When Adolf Hitler was released from Landsberg prison, Eggers gave the flag to him. After Hitler received the flag he had it fitted to a new staff and finial and just below the finial was a silver dedication sleeve which bore the names of the sixteen dead participants of the putsch. Bauriedl was one of the sixteen honorees. In addition, the flag was no longer attached to the staff by its original sewn-in sleeve, but by a red-white-black intertwined cord which ran through the sleeve instead.

In 1926, at the second National Socialist Party congress at Weimar, Hitler ceremonially bestowed the flag on Joseph Berchtold, the then head of the SS. The flag was thereafter treated as a sacred object by the Party and carried by SS-Sturmbannführer Jakob Grimminger at various National Socialist Party ceremonies. One of the most visible uses of the flag was when Hitler, at the Party's annual Nuremberg rallies, touched other Party banners with the Blutfahne, thereby sanctifying them. This was done in a special ceremony called the flag consecration (Fahnenweihe).

When not in use, the Blutfahne was kept at the headquarters of the National Socialist Party in Munich (the Brown House) with an SS guard of honour. The flag had a small tear in it, believed to have been caused during the Putsch, that went unrepaired for a number of years. The Blutfahne was last seen in public at the Volkssturm induction ceremony on 18 October 1944 (not, as frequently reported, at Gauleiter Adolf Wagner's funeral six months previously). This ceremony was conducted by Heinrich Himmler and attended by Keitel, Guderian, Lammers, Bormann, Fiehler, Schepmann and Kraus.

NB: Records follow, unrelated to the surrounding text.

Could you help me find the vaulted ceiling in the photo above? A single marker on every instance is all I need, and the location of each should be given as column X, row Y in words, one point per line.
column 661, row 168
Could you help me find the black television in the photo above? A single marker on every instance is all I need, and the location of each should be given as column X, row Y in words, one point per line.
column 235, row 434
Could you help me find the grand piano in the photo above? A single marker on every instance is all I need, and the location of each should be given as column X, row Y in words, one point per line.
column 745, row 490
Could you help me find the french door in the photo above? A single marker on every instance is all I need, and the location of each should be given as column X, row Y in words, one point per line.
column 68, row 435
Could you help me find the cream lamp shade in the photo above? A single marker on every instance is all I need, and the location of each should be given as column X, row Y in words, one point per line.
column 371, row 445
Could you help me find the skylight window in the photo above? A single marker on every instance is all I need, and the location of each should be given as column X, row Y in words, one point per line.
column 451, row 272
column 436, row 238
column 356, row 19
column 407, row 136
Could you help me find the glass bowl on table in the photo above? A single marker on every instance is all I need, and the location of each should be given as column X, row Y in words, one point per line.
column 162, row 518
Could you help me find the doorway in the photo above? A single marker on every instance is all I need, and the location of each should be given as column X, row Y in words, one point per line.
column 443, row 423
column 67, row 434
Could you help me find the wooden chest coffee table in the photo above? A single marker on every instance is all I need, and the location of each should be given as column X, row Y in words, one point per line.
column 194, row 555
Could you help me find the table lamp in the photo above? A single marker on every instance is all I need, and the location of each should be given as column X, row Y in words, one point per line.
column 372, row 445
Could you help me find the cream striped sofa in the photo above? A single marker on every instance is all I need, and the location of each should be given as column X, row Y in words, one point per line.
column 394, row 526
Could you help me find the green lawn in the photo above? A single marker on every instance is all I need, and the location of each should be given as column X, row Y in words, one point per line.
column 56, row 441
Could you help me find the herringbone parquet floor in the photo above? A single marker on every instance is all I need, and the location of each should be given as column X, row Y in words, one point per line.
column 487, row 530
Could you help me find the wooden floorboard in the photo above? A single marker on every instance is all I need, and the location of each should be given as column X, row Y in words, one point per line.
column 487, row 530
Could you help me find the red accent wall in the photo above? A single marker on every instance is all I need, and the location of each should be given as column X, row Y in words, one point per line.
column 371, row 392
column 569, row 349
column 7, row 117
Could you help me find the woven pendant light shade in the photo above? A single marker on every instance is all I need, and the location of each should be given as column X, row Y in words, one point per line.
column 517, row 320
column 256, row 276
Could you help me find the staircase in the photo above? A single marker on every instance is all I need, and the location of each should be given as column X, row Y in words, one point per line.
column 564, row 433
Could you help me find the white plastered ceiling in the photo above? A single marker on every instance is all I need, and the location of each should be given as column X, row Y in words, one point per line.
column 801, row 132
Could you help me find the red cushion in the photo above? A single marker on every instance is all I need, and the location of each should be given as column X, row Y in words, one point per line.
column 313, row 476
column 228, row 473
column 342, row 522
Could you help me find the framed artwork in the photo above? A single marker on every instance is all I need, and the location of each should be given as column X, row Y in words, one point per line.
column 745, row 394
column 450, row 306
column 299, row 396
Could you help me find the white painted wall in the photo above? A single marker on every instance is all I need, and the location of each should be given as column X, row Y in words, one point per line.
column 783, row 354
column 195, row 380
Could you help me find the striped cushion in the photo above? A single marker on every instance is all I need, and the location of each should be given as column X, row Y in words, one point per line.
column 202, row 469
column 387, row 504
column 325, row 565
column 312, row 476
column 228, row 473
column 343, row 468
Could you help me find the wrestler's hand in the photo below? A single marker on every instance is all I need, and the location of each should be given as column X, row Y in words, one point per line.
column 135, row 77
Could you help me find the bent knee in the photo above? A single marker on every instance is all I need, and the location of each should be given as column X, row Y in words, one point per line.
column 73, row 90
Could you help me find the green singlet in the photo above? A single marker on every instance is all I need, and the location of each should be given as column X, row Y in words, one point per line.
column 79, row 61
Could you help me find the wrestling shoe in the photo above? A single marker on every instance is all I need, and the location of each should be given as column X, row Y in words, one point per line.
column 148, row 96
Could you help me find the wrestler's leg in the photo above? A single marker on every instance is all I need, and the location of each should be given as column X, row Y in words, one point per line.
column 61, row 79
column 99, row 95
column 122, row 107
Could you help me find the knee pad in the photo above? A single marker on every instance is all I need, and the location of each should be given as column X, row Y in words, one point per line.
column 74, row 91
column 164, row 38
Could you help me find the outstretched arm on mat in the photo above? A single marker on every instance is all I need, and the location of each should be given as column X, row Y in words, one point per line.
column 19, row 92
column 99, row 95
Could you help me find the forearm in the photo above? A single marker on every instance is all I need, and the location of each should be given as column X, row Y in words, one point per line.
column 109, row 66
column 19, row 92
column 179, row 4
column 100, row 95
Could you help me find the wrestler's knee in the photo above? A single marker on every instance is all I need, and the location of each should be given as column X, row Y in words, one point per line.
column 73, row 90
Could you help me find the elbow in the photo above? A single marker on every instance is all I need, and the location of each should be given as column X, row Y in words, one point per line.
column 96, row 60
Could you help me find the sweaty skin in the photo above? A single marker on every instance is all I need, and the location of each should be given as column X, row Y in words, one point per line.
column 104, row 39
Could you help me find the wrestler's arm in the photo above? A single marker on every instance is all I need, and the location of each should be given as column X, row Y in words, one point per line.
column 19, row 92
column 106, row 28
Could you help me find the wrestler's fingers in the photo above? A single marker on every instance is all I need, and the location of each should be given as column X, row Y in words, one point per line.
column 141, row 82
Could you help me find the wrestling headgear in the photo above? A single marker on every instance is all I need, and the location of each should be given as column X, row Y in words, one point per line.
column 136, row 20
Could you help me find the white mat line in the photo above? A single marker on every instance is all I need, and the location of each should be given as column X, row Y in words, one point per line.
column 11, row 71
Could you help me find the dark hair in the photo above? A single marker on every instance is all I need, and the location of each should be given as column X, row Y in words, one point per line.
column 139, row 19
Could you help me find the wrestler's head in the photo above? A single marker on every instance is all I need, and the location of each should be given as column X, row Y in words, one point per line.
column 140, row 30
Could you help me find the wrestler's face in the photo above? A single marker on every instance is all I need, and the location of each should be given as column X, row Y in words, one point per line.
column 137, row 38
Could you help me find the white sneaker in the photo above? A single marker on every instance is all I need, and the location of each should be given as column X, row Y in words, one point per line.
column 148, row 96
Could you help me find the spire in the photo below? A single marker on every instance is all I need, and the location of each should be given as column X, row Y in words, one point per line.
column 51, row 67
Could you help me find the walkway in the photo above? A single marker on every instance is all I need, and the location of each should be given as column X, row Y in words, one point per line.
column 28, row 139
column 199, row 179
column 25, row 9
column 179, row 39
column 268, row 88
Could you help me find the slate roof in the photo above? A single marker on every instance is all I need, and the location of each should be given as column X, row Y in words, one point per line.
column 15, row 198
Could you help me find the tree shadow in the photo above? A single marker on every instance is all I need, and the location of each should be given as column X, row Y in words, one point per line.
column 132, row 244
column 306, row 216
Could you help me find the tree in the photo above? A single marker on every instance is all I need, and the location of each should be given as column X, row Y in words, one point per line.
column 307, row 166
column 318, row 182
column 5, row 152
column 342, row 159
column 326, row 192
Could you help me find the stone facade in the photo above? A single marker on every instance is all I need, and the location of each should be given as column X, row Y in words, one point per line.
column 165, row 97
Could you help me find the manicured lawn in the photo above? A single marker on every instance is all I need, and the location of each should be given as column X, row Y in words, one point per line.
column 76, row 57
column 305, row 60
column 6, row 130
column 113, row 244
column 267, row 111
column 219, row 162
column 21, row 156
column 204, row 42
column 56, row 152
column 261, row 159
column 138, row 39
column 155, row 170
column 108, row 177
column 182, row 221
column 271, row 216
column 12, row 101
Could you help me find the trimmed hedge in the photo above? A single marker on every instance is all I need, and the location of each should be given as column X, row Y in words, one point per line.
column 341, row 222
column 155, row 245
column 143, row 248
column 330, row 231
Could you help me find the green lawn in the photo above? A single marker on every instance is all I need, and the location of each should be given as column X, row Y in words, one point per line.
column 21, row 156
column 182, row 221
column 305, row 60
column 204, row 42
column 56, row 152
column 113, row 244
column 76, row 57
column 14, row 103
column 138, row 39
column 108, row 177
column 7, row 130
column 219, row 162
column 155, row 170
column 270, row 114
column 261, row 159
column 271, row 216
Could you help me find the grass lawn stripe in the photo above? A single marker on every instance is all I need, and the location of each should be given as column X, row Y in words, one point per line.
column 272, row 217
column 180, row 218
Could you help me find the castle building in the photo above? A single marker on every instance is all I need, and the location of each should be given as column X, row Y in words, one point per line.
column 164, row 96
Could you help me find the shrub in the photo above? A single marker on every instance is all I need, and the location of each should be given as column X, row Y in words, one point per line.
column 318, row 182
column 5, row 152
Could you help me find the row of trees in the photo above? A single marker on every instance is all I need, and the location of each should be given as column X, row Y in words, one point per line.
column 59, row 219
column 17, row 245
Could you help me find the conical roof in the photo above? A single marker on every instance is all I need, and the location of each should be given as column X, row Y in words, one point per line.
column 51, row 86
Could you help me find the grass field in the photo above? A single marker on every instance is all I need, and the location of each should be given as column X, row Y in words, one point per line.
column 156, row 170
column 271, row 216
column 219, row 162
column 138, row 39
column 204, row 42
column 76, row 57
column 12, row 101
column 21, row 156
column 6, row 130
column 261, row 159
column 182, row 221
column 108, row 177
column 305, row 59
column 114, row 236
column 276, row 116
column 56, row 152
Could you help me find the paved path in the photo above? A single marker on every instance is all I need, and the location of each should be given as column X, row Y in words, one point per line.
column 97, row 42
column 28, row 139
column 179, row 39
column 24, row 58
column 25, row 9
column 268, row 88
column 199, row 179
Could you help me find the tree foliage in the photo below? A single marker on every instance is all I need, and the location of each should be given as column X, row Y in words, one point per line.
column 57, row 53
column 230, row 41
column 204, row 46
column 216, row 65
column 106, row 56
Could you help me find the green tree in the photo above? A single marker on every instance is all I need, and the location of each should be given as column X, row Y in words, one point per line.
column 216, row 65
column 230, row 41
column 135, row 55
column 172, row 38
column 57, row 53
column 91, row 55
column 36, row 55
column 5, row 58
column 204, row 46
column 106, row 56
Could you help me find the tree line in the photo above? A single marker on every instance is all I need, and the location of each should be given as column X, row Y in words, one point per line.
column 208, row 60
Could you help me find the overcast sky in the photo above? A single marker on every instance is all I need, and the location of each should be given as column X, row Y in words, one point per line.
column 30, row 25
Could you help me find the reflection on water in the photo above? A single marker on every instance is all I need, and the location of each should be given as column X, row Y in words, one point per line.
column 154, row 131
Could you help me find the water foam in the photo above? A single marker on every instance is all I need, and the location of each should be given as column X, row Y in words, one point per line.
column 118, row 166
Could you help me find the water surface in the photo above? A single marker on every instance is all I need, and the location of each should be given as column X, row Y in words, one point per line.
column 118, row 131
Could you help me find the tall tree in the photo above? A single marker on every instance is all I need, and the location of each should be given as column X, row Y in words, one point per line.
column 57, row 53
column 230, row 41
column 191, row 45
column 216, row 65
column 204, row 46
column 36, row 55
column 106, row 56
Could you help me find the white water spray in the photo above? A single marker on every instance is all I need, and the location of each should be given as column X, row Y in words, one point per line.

After this last public display, the Blutfahne vanished. Its current whereabouts are unknown and it is not even certain whether the flag still exists. However, during the early 1960s when as a fledgling photographer I was meeting all sorts of remarkable people, it was suggested by a fellow who had been a Blackshirt before the war that I accompany him to a house in Islington to see some Third Reich relics that had survived. The rambling Victorian house was full of what seemed like old, broken furniture and junk. It was barely suitable for habitation. Nevertheless, I was taken to a room on the ground floor at the back of the house where three or four others had also assembled, one of them purportedly an ex-SS officer. Old gramophone records of Nuremberg rallies and marching songs were eerily echoing throughout this entire episode where I was shown an array of memorabilia.

Then my host (I shall refrain from identifying him; he died in the early 1980s) took me to a darkened room and started to indicate toward a wooden chest beneath a heavily dust-laden table. He raised the lid and pointed to a folded flag that was dark red, old and crumpled. "It's the Blood Flag - the same one used at the rallies by Hitler," he told me. I touched and felt it in the wooden box from which it was not removed. The material was heavier than I expected. I had already been told that no photography would be allowed while I was in the house. This I believed was due to the presence of the ex-SS man, but I was also later told never to mention the Blutfahne, if that is what it truly was. I have not publicly mentioned the flag hitherto, and am now the last surviving member of that group.